A report by the official Xinhua news agency on the press conference made no mention of the PLA.
Office spokeswoman Xu Luying hit out at radical protesters for challenging national sovereignty and calling for a revolution to “liberate” Hong Kong.
Xu appealed to the younger generation, assuring them that Beijing understood their grievances, but also insisted the violence and lawlessness they were engaged in had to end, and that they needed to understand their country better.
She lamented that young Hongkongers lacked a sense of national identity, and were being misled by radical activists who were colluding with foreign forces to cause trouble in the city.
The HKMAO’s media session came a week after its first press conference on the city’s affairs since the 1997 handover of sovereignty. It was also held on the eve of a high-profile seminar in Shenzhen, at which top Beijing officials were expected to weigh in on the crisis gripping Hong Kong.
Some commentators raised concerns that Beijing’s appeal to the general public to defend their home could encourage clashes with protesters, but others found it appropriate as the protests were now being seen as challenging national sovereignty.
Yang stressed that as radical protesters were pushing Hong Kong into “a dangerous abyss”, Hongkongers’ immediate task was to stop the violence, and restore order.
“Now is the crucial moment for us to stand firm and guard our beautiful homeland,” he said.
Referring specifically to reports about ordinary citizens disagreeing with protesters’ actions, Yang said: “Let’s follow the example of the grey-haired old man who resolutely refused to accept the demonstrators’ leaflets at the airport, to reject ignorance …
“Let’s do as the hurried commuters who confronted those saboteurs who held open train doors and tried to stop trains from running.”
He went on to ask: “Who will suffer if the situation becomes irremediable? And who will benefit in the end?”
On Hong Kong’s youth problems, Xu lamented that many youngsters were caught up in the protests because the city’s national education system was problematic, and they lacked a sense of national identity.
“The central government has always been concerned about young Hong Kong people’s growth. We know clearly that they face a lot of difficulties and confusion, and we feel for them. But these problems cannot be solved with violence,” she said.

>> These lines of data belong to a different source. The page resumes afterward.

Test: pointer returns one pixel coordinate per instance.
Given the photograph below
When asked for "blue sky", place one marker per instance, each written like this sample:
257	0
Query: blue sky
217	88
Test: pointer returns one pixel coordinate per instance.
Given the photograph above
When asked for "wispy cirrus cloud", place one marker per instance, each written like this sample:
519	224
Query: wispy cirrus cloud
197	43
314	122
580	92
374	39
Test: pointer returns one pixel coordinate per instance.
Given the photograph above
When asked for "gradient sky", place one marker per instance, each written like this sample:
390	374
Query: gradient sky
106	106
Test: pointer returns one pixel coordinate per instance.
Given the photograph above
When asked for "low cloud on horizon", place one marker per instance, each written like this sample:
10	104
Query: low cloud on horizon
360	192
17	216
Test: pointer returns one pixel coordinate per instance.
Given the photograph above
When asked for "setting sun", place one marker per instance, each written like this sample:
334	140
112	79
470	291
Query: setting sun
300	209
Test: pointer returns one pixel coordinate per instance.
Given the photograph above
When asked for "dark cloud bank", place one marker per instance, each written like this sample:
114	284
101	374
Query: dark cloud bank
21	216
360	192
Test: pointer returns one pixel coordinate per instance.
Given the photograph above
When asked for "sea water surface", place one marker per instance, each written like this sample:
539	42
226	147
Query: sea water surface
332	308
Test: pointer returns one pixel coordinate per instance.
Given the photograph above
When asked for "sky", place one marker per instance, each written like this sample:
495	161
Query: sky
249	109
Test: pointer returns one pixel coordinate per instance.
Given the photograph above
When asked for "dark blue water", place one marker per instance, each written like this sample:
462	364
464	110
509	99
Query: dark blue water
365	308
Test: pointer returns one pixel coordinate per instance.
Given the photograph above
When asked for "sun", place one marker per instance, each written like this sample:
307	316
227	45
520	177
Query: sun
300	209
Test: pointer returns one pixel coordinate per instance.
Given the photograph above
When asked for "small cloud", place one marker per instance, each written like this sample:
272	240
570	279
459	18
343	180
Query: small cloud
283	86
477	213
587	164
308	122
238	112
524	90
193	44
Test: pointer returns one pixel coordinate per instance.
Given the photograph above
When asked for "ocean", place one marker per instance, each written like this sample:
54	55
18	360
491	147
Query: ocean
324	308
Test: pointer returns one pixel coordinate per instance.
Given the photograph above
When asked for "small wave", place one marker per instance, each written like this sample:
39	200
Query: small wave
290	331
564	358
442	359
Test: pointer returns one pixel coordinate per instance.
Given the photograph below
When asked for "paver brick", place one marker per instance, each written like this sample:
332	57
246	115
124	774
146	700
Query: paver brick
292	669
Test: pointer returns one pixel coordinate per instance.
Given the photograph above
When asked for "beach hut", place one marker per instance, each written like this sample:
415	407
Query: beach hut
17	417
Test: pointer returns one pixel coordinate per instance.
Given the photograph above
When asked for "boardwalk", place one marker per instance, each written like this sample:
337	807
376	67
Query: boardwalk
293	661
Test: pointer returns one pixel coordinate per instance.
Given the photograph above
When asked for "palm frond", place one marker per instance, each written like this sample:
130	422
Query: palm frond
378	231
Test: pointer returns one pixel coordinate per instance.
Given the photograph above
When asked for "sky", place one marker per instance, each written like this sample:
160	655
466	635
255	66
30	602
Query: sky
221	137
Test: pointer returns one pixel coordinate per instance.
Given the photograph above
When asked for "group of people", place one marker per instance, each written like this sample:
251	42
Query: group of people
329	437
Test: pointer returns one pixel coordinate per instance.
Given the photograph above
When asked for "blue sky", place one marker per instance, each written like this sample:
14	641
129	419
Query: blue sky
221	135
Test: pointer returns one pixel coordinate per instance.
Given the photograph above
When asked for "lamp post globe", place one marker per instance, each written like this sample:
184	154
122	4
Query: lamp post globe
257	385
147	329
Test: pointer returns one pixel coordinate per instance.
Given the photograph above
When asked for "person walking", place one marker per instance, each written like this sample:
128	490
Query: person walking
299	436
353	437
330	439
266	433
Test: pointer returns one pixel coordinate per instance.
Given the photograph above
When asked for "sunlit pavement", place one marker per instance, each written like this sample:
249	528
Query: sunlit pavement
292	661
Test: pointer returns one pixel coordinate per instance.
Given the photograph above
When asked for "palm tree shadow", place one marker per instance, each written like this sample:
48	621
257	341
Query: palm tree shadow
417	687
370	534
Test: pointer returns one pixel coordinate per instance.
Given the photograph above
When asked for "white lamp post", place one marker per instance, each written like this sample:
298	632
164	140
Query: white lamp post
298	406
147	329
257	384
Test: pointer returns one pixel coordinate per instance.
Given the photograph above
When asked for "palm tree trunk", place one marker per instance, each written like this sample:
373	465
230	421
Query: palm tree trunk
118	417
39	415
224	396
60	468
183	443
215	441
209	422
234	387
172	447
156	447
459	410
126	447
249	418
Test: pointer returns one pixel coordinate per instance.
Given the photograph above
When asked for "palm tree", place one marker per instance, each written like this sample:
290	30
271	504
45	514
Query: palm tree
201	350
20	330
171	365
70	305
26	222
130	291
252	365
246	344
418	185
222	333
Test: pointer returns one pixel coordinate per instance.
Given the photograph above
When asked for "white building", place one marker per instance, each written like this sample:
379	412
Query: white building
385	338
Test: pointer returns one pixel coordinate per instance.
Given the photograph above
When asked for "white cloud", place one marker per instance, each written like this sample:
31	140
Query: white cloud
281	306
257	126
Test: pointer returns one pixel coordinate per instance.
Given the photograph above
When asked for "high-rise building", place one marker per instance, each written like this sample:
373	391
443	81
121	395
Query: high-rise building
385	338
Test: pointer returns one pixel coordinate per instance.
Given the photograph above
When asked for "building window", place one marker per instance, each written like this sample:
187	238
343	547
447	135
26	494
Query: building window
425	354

“If these young people come out and look at the mainland and the world, they will know that our country is in an era of prosperity.”
Xu also criticised protesters for removing a Chinese flag flying in Tsim Sha Tsui and throwing it into the harbour, but noted that pro-Beijing groups had hoisted it again.
“The people who love the country and love Hong Kong are not alone. They are backed by 1.4 billion Chinese people,” she said. “We strongly condemn this kind of destructive act as the price would be the stable lives of 7 million Hongkongers, as well as the city’s prosperity, stability and future.”
Yang also highlighted the popular protest slogan “Liberate Hong Kong; revolution of our times”, as evidence that radicals were challenging the “one country, two systems” policy that allows greater freedoms in Hong Kong than the rest of China.
“What is Hong Kong? It’s a special administrative region of China. What do you want to liberate, and where do you want to take the city through liberation?” he said.
“The fate of Hong Kong will be decided by all Chinese people including Hong Kong compatriots.”
Opposition lawmaker Helena Wong Pik-wan of the Democratic Party said she feared Beijing had misjudged the situation and added fuel to the fire.
“We are not challenging national sovereignty,” she said.
But Lau Siu-kai, vice-chairman of The Chinese Association of Hong Kong and Macau Studies, a semi-official think thank, said: “The central government needs to weigh in when the city’s internal conflict has evolved into an attack on Beijing.”